3) Socially engage—People usually avoid socializing and want to isolate when they are depressed. Spending time alone is healthy and can be relaxing and rejuvenating. However, if you are spending too much time alone, cutting yourself off from friends and family, and avoiding others because you are depressed, then your alone time is not healthy or helpful. Depression is paradoxical in that you usually don’t feel like doing anything or interacting with others, but once you do, you usually feel less depressed. When socializing, you are focused on talking, listening, or doing something with someone and not focused on negative, hopeless thoughts. In addition, your friend can support you by listening to you and encouraging you, or making you laugh, and maybe giving you a new perspective on things. Make sure the friends or family you choose to spend time with are supportive, rational, and positive, and not ones that are critical or agree with your hopeless outlook.
4) Get a proper amount of sleep—When depressed, people either sleep too much or too little. Neither is good for depression. Both leave you feeling tired, lethargic, and less motivated. Too little sleep makes you more susceptible to anxiety and stress, impedes your attention and concentration, and decreases brain and cognitive functioning. One way to help normalize sleep is by practicing good sleep hygiene, which are simple skills that help you get a good night’s sleep. Another option if sleep hygiene doesn’t work is a sleep medication–(just for sleep, not for the depression). However, it is important to be aware of the risks and negative side effects of sleep meds before taking them, and it is important to first consult with your doctor.

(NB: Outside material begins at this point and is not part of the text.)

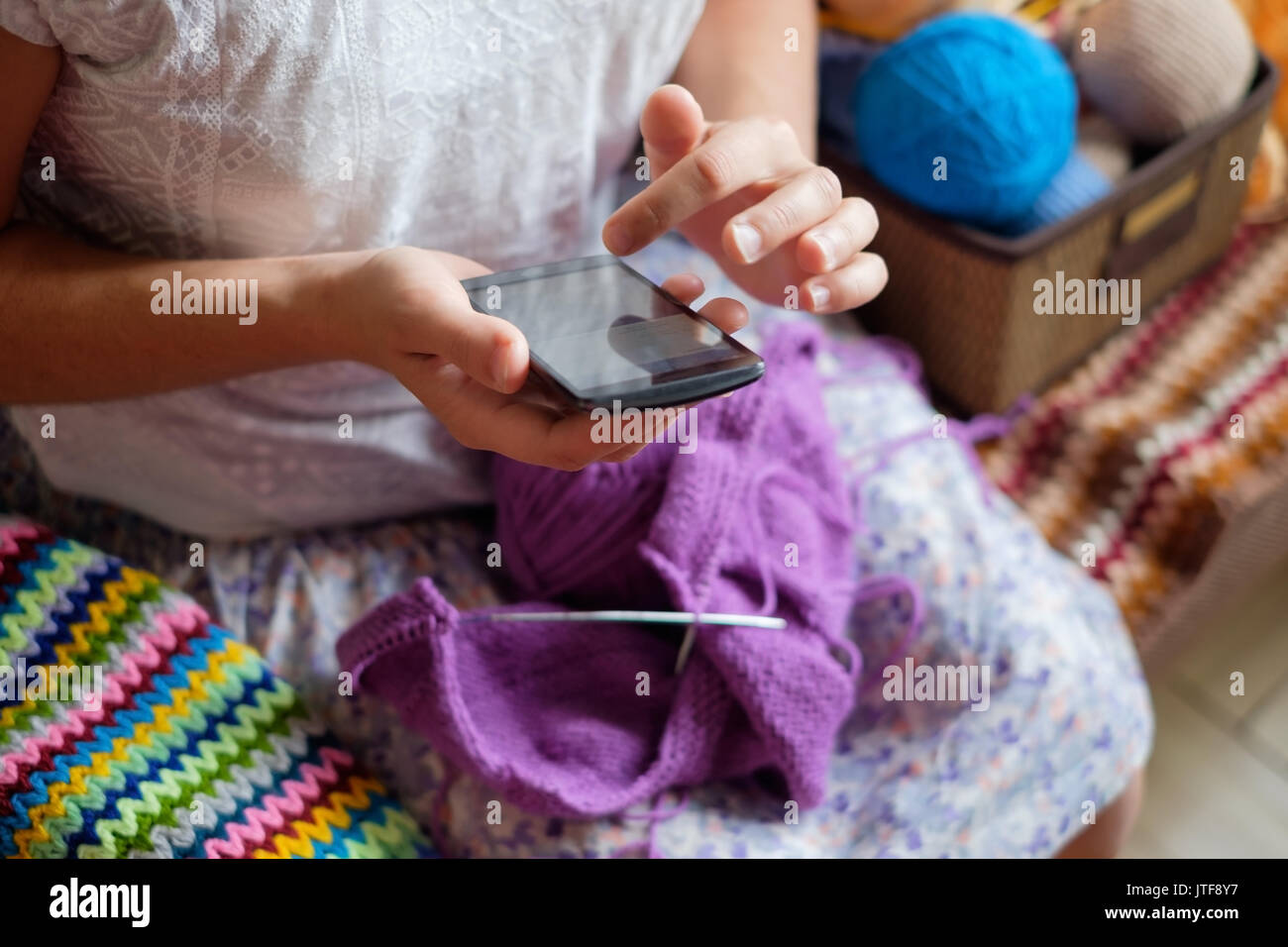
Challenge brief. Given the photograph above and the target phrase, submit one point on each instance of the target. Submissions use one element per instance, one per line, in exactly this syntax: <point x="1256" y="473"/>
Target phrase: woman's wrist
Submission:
<point x="325" y="316"/>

5. Make sure you are eating normally—Depression can reduce or increase a person’s appetite. It is vital that when you are depressed, you don’t overeat or under eat. One way to tell if you are over or under eating is by keeping a log of what you are eating over a few days, and then compare it to what you normally eat (this assumes you were eating normally before the depression). If eating too much, try to cut back on the eating and use some of the other skills in this article to cope with the feelings. If you are under eating, you need to eat more even though you are not hungry. It could be smaller meals or snacks throughout the day, or three full-size meals, but eating throughout the day is vital for the proper functioning of your body, energy, and protection against stress. Also, make sure what you eat is healthy and balanced. Consulting with a physician is recommended.
6) Psychotherapy—Talking to a professional therapist (psychologist, MFT, LCSW) is one of the most effective ways to overcome depression. Therapy allows you to talk freely about your situation and fully express your feelings in a non-judgmental, supportive environment. Sometimes we can’t find this type of support with family and friends. Therapists are trained to help you identify what’s contributing to the depression and teach you ways to overcome it. There are many different types of therapy available, each with its own approach. The type that I recommend is Cognitive Therapy, which has been clinically proven to be one of the most effective treatments for depression.

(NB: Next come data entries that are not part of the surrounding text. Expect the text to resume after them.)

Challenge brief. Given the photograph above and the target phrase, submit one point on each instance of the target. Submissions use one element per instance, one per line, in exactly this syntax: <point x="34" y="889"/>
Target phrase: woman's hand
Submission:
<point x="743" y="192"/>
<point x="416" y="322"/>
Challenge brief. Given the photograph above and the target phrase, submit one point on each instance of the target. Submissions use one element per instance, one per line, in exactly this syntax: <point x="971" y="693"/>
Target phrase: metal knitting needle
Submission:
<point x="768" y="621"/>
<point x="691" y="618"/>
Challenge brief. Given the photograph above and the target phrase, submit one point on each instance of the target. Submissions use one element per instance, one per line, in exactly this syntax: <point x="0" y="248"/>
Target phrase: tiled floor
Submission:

Note: If you are thinking about suicide, seek help ASAP. Suicidal thoughts are common with depression, and there are different levels of risk. If you feel imminently suicidal (i.e., you have a specific plan and intent to act soon), call 911 or go to the nearest emergency room (or have someone take you). If you are having suicidal thoughts, but don’t have a current plan or intent to act on your thoughts, than talking to a professional therapist as soon as possible is highly recommended.